Es fing schlecht an, ließ in der Mitte etwas nach und über den Schluss schweigen wir besser, aber sonst: toll! (Rowan Atkinson als Black Adder)

Im Jahr 2005 erschien der VerkehrsRechtsReport (VRR) zum ersten Mal und wird damit in diesem Jahr 20 Jahre alt. Mit dieser Zeitschrift wurde bewusst ein von den bis dahin herkömmlichen Publikationsformen abweichender Ansatz (neudeutsch: approach) gewählt. Das Jubiläum gibt Anlass, den Hintergrund für den Start der neuen Zeitschrift zu erläutern und einen Blick auf thematische Dauerbrenner, Vergänglichkeiten, berichtete Peinlichkeiten und Humoristisches zu werfen. Naturgemäß ist es der rein subjektive Blick des Verfassers als Stammautor des VRR ohne Anspruch auf Vollständigkeit.

I.

Rückblick in die „gute alte“ analoge Zeit

Altwerden ist nichts für Schwächlinge (Bette Davis)

Zu Beginn meines Studiums im Wintersemester 1977/78 lag das gesamte nachschlagbare juristische Wissen nur auf Papier vor. Um es einsehen zu können, musste man sich in große, verwinkelte und zumeist staubige Bibliotheken begeben.

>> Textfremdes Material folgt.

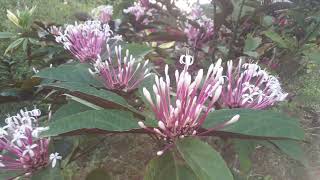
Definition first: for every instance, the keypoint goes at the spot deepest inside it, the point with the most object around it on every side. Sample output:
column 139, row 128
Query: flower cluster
column 124, row 74
column 102, row 13
column 251, row 87
column 201, row 30
column 85, row 41
column 22, row 149
column 140, row 10
column 183, row 114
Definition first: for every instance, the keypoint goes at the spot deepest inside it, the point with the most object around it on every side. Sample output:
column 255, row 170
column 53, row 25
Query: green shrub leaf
column 165, row 167
column 205, row 162
column 264, row 123
column 70, row 73
column 107, row 120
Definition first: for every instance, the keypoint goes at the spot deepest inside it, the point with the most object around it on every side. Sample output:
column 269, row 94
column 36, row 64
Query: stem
column 215, row 35
column 235, row 30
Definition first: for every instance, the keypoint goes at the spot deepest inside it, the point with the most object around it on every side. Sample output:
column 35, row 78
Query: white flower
column 17, row 136
column 54, row 157
column 38, row 130
column 29, row 150
column 3, row 132
column 1, row 164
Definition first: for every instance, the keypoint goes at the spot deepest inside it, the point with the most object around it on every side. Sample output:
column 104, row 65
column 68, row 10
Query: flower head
column 25, row 151
column 103, row 13
column 251, row 87
column 121, row 73
column 182, row 114
column 85, row 41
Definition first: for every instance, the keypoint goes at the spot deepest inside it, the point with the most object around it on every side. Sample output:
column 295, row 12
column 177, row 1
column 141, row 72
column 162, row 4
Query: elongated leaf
column 205, row 162
column 71, row 73
column 86, row 89
column 13, row 45
column 165, row 167
column 4, row 35
column 98, row 174
column 108, row 120
column 281, row 41
column 292, row 149
column 244, row 150
column 251, row 43
column 72, row 107
column 48, row 173
column 264, row 123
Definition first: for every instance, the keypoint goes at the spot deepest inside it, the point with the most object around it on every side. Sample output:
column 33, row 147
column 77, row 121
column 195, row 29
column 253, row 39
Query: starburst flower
column 102, row 13
column 183, row 114
column 121, row 73
column 85, row 41
column 22, row 148
column 251, row 87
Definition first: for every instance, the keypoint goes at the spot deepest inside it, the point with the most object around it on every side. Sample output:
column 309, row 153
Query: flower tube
column 23, row 149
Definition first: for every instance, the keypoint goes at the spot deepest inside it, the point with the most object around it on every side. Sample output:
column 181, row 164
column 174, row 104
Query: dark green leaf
column 244, row 150
column 165, row 167
column 48, row 173
column 251, row 43
column 98, row 174
column 108, row 120
column 313, row 56
column 281, row 41
column 205, row 162
column 86, row 89
column 71, row 73
column 13, row 45
column 4, row 35
column 264, row 123
column 293, row 149
column 72, row 107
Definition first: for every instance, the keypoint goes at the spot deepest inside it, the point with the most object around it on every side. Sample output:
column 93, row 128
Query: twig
column 235, row 30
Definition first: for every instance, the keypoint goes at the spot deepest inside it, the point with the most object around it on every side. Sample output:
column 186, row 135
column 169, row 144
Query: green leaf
column 72, row 107
column 48, row 173
column 13, row 45
column 244, row 150
column 205, row 162
column 281, row 41
column 137, row 50
column 313, row 56
column 267, row 21
column 108, row 120
column 86, row 89
column 293, row 149
column 251, row 43
column 264, row 123
column 98, row 174
column 71, row 73
column 5, row 35
column 165, row 167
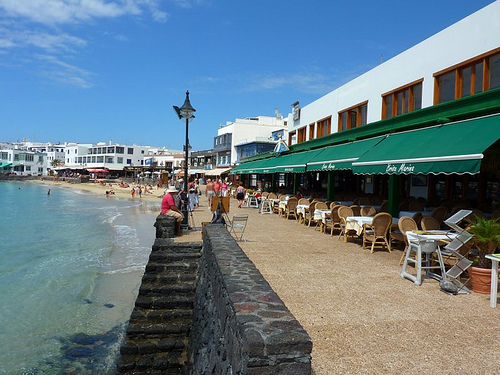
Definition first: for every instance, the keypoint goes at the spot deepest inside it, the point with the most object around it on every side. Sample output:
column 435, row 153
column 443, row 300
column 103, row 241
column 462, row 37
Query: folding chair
column 237, row 226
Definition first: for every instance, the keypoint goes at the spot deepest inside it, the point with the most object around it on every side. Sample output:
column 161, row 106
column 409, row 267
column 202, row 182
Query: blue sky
column 92, row 71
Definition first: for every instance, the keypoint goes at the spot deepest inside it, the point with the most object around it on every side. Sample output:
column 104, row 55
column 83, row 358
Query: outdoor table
column 322, row 214
column 356, row 223
column 411, row 213
column 345, row 203
column 425, row 242
column 494, row 278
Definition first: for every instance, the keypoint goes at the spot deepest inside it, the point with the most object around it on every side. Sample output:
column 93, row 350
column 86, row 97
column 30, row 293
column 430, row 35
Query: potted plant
column 486, row 240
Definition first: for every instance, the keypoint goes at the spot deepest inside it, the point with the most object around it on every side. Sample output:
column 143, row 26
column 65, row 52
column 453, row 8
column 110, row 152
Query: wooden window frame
column 301, row 134
column 393, row 94
column 311, row 130
column 357, row 108
column 320, row 131
column 458, row 69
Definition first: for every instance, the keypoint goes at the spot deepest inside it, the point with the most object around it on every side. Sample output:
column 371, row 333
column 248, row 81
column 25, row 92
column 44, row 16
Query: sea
column 71, row 264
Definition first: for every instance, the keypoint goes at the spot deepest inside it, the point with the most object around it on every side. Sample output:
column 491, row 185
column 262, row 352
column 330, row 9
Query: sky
column 91, row 71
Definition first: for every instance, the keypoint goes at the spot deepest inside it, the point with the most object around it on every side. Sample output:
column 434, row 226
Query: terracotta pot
column 480, row 279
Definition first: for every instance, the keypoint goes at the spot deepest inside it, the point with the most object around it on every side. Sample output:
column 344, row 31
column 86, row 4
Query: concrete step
column 164, row 302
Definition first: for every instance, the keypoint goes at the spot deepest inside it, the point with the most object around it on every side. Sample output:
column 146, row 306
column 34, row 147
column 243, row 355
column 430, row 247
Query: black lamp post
column 185, row 112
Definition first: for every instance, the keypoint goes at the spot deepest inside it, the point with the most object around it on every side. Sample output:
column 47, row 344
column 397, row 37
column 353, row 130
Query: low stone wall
column 240, row 325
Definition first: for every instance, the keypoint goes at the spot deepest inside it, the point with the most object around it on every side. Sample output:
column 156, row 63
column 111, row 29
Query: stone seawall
column 240, row 324
column 206, row 309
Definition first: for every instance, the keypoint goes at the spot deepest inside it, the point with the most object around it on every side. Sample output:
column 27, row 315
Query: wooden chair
column 377, row 231
column 439, row 213
column 368, row 211
column 291, row 208
column 430, row 223
column 356, row 210
column 309, row 217
column 418, row 218
column 333, row 222
column 343, row 213
column 303, row 201
column 405, row 224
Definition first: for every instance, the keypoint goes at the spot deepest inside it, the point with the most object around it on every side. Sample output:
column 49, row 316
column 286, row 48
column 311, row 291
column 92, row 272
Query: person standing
column 169, row 208
column 217, row 187
column 240, row 194
column 209, row 192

Selbst abgehobene Visionäre (man hätte sie damals wohl eher abgedrehte Spinner genannt und frei nach Helmut Schmidt zum Arzt geschickt) hätten sich zu jener Zeit nicht vorstellen können, dass eines Tages dieses Wissen überall und zu jeder Zeit mittels kleiner, technischer Geräte abgerufen werden könnte. Damals war die größte technische Innovation, dass man von den geschriebenen Werken Kopien auf zumeist nahezu schrankkoffergroßen Maschinen erstellen konnte, um diese durch Markierungen bearbeiten und nach Hause mitnehmen zu können. Juristische Texte, seien es Examensarbeiten oder Manuskripte, mussten auf einer Schreibmaschine (für die Jüngeren: bitte bei Wikipedia nachsehen) erstellt werden. Unbefähigte Tipper wie ich etwa mussten wichtige Schreibaufträge an Personen vergeben, die dies professionell betrieben. In der Staatsanwaltschaft Dortmund bewegt man sich noch mit einem Paternoster durch die Etagen, nicht mit einem Aufzug. An Fachzeitschriften gab es damals die Generalisten NJW und MDR und für die einzelnen Fachgebiete Zeitschriften wie etwa DAR für das Verkehrsrecht. Das strafrechtliche Hochreck blieb GA und der ZStW vorbehalten. NStZ und NZV kamen erst in den 1980er-Jahren hinzu, NStZ-RR erst in den 1990er-Jahren. An Kommentaren etwa im Strafrecht gab es den Leipziger Kommentar als Großkommentar sowie Schönke-Schröder, Dreher (heute Fischer), Lackner sowie den SystematischenKommentar. Für Studenten und Referendare gab es zwar schon eine wachsende Anzahl an unterstützender Ausbildungsliteratur. Bücher für die Praxis waren aber eher rar gesät. Auch wenn es die NJW-Schriftenreihe gab, die praxisorientiert war, so lag deren Schwerpunkt letztlich doch auf der Wissensvermittlung.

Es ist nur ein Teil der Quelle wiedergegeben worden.